Googleの「NotebookLM」は、ユーザーがアップロードした資料(PDF、Googleドキュメント、テキストファイルなど)のみをソース(情報源)として回答を生成する、いわゆるRAG(検索拡張生成)を手軽に実現するツールとして注目されてきました。今回のアップデートで、基盤モデルが最新の「Gemini 3」へと刷新されるとともに、「データテーブル(Data Tables)」という新機能が追加されました。

これまで生成AIにおけるドキュメント活用といえば「要約」や「Q&A」が主流でしたが、今回のアップデートは、そこから一歩進んで「情報の構造化」と「比較分析」を容易にするものです。特にGemini 3の搭載により、推論能力と処理速度が向上し、複雑なドキュメントの文脈理解がより精緻になることが期待されます。

日本企業の「Excel文化」に響くデータテーブル機能

特筆すべきは「データテーブル」機能です。これは、アップロードした複数のドキュメントから特定の情報を抽出し、表形式に整理して出力する機能です。例えば、複数のベンダーから受領した仕様書のPDFを読み込ませ、「各社の価格、納期、主な機能を比較表にして」と指示するだけで、整理されたテーブルが生成されます。

日本企業の実務現場では、依然としてPDFや紙スキャンなどの「非構造化データ」が大量に流通しています。これらをExcelなどのスプレッドシートに転記・整理する作業に多くの工数が割かれているのが現状です。NotebookLMのこの機能は、これまで人間が目視で行っていた「情報の抽出とリスト化」という定型業務を大幅に効率化する可能性を秘めています。

Gemini 3による精度の向上とハルシネーションのリスク

基盤モデルがGemini 3になったことで、日本語のニュアンス理解や論理的推論の能力が向上している点は、日本企業にとって大きなメリットです。特に、契約書や規定集のような厳密な解釈が求められる文書において、以前のモデルよりも的確な参照箇所(出典)の提示が期待できます。

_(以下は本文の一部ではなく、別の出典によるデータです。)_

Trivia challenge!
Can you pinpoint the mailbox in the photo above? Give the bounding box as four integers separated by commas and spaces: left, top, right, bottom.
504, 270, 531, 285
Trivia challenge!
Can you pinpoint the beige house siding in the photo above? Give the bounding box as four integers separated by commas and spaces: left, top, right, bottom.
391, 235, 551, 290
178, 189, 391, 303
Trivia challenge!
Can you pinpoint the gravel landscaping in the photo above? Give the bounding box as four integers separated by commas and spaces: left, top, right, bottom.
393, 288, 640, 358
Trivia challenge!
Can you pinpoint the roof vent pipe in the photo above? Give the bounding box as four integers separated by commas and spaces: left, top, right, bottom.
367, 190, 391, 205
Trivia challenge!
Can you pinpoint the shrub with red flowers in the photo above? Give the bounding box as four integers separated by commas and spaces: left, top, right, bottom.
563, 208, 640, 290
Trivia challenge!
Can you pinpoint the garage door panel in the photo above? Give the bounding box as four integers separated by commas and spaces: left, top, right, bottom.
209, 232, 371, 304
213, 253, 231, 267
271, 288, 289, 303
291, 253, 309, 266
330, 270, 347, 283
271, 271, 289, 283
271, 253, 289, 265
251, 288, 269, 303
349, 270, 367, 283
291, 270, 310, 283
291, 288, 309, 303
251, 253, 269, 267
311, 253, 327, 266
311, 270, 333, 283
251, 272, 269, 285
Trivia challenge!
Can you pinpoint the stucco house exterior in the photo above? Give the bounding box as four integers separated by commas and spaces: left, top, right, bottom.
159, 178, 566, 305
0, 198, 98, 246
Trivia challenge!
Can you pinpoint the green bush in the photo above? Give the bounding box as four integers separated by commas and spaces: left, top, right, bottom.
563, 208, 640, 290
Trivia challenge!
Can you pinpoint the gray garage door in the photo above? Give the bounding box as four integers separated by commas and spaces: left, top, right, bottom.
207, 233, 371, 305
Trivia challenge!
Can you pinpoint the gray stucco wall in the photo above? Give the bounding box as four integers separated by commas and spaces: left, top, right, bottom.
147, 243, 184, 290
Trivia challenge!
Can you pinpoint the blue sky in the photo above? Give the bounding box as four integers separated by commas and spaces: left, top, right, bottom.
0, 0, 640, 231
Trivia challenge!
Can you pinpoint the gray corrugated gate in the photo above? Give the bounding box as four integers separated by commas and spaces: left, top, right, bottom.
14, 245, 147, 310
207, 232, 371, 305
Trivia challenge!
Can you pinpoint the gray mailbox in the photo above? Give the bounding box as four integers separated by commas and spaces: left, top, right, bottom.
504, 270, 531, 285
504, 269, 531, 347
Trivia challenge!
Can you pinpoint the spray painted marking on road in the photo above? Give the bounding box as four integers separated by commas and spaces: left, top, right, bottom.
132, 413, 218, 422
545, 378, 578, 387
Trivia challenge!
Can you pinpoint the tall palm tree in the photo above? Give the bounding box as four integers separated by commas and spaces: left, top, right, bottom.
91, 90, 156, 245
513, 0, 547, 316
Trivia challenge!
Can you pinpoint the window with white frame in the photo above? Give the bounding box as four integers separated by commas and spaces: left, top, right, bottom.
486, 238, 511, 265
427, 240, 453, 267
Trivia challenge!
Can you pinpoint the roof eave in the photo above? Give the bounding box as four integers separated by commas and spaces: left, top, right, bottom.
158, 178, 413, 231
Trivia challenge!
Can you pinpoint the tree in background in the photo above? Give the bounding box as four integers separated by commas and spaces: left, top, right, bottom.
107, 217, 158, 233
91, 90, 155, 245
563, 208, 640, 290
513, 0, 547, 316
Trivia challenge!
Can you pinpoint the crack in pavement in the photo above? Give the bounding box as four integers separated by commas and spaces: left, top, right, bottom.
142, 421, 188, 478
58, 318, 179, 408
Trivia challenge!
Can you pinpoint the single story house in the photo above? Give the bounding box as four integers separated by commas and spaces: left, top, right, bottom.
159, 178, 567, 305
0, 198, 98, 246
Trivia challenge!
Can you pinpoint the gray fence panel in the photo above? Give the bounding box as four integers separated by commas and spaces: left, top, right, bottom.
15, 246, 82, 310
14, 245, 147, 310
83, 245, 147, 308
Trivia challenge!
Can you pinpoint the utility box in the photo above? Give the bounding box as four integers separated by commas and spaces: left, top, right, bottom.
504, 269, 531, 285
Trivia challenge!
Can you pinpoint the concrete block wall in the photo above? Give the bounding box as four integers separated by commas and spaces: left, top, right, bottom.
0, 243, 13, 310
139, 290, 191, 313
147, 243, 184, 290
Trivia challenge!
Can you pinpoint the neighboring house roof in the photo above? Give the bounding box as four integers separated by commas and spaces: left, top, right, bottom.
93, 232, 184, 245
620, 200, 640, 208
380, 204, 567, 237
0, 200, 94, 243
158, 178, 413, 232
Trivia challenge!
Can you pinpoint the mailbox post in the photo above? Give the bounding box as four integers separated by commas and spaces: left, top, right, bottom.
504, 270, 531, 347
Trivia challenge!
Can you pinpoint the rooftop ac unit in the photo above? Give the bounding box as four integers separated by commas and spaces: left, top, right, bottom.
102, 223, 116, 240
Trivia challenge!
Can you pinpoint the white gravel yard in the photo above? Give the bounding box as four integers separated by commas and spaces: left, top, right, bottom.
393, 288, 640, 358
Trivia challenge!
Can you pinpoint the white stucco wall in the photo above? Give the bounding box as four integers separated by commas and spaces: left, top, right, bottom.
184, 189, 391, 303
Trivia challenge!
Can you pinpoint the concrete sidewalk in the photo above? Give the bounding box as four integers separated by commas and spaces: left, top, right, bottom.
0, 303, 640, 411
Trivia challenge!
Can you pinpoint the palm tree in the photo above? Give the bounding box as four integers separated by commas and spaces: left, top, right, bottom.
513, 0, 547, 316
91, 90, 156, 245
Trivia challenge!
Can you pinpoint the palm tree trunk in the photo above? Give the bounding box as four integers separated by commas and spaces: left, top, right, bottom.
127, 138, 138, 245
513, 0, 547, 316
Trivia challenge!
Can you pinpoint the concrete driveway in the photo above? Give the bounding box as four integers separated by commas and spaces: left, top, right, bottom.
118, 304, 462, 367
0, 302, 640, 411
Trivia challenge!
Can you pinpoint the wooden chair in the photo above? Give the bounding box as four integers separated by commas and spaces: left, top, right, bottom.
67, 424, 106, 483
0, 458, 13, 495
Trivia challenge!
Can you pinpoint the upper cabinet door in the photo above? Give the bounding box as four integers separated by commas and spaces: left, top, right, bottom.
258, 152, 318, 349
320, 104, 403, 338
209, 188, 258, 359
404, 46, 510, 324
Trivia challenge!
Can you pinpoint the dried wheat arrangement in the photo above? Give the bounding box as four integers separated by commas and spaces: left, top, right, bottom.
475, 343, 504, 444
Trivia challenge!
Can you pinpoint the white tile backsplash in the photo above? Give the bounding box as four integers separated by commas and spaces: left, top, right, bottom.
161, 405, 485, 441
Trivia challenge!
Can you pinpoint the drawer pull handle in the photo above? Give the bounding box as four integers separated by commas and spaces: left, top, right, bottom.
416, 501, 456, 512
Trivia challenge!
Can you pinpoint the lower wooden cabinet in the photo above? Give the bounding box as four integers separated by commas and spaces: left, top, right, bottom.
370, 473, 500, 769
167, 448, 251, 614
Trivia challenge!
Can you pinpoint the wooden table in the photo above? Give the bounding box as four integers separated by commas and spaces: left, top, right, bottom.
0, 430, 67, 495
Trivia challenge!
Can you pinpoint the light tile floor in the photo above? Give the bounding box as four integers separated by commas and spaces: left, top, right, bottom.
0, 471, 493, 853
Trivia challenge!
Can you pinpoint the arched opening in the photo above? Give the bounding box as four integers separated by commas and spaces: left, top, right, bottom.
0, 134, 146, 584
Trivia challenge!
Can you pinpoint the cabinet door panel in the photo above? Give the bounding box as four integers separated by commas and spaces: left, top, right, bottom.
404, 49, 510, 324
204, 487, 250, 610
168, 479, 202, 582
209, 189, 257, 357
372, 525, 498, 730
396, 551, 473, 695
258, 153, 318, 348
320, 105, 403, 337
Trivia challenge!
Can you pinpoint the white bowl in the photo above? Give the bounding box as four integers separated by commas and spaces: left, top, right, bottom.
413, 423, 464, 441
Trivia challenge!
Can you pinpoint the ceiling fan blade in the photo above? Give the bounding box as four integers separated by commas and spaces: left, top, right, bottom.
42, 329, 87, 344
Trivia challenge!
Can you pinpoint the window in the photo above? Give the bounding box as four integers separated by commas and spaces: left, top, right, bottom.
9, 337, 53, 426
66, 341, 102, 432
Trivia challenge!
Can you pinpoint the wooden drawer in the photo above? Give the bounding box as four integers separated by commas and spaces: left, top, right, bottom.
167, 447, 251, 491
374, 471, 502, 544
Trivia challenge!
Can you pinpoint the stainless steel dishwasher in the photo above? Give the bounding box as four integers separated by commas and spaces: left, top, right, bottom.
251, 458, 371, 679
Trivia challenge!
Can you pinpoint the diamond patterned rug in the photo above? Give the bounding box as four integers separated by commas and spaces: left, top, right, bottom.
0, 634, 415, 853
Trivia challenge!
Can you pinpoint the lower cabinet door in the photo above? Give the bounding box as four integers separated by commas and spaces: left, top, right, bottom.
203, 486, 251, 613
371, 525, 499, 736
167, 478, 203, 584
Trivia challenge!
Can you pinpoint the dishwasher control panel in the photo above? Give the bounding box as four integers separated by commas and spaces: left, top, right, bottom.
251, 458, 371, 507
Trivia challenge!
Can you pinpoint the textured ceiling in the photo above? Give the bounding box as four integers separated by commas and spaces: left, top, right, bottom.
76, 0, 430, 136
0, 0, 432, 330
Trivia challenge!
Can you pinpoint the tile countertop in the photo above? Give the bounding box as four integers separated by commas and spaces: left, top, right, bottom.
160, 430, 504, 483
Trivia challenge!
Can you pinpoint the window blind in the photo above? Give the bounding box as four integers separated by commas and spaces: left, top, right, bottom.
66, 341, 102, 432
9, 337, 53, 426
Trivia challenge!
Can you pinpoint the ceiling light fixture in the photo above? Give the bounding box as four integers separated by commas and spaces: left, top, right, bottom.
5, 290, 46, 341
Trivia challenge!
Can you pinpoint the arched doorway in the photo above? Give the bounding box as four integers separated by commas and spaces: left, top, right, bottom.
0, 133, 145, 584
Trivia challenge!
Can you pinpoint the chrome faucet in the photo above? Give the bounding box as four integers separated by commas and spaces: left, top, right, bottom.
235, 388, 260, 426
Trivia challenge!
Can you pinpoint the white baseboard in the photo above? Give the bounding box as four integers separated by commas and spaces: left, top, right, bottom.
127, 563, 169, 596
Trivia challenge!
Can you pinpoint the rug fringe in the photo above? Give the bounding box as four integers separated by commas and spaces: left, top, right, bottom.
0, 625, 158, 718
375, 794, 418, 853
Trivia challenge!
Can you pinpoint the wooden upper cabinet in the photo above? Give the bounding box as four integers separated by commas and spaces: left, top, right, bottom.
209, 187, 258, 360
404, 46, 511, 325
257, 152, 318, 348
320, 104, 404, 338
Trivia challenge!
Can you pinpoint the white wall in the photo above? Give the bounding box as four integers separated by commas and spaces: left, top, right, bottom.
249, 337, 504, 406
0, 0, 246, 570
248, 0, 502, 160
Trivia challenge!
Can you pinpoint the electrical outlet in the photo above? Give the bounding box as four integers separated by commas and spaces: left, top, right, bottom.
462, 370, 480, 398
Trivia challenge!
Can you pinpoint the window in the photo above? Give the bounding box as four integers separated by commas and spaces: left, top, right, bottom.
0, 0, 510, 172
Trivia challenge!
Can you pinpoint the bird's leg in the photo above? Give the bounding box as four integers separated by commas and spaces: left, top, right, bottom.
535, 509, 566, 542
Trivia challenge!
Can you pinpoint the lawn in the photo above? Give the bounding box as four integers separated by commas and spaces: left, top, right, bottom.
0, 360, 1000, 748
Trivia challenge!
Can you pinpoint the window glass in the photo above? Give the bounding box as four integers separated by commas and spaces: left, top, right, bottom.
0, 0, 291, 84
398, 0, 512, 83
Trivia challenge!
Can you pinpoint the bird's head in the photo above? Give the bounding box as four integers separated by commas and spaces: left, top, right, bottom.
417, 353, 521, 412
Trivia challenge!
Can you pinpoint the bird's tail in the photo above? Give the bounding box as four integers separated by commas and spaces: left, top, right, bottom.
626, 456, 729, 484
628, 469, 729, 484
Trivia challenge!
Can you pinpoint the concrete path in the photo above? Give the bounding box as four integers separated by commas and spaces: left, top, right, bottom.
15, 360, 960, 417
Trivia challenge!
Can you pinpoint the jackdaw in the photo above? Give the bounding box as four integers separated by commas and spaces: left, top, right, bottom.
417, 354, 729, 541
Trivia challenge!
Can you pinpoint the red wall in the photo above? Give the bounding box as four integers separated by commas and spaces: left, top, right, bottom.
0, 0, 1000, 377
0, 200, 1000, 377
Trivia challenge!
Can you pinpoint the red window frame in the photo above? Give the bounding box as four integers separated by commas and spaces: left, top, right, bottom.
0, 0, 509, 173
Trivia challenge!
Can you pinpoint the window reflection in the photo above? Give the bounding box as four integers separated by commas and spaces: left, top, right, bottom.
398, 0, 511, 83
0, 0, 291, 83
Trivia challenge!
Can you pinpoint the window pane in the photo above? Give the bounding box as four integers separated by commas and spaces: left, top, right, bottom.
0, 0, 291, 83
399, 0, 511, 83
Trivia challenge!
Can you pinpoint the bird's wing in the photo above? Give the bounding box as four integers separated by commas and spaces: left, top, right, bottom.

しかし、リスクがゼロになるわけではありません。AI特有のハルシネーション(もっともらしい嘘)の可能性は残ります。特に、数値データや日付といったクリティカルな情報を抽出させる場合、必ず元データとの突き合わせ(ダブルチェック)が必要です。「AIが作った表だから正しい」と鵜呑みにせず、「下書き作成の自動化」と捉え、最終的な責任は人間が持つという運用フローを徹底することが重要です。

日本企業のAI活用への示唆

今回のNotebookLMの進化は、日本企業の現場におけるAI活用に以下の3つの示唆を与えています。

1. 非構造化データの資産化プロセスが変わる
これまで「死蔵」されていたPDFやマニュアル内の知見を、容易に構造化データとして取り出せるようになります。RPA(ロボティック・プロセス・オートメーション)の前処理として、非定型ドキュメントをNotebookLMで構造化し、後続のシステムに連携するといったワークフローも現実的になりつつあります。

2. 「比較・検討」業務の高度化
決裁や意思決定に必要な「複数案の比較」業務において、AIをリサーチアシスタントとして活用するスタイルが定着するでしょう。人間は情報の収集と整理に時間を使うのではなく、整理された情報を元に「判断」することに集中できるようになります。

3. ガバナンスとデータ取り扱いの再確認
NotebookLMは便利な反面、機密情報をアップロードする際のリスク管理が不可欠です。Googleはエンタープライズ版においてデータの学習利用を行わないとしていますが、従業員が個人のGoogleアカウントで業務利用してしまう「シャドーAI」のリスクには注意が必要です。組織として利用可能なツールとデータの機密レベル(社外秘、極秘など)を明確に定義し、ガイドラインを整備することが急務です。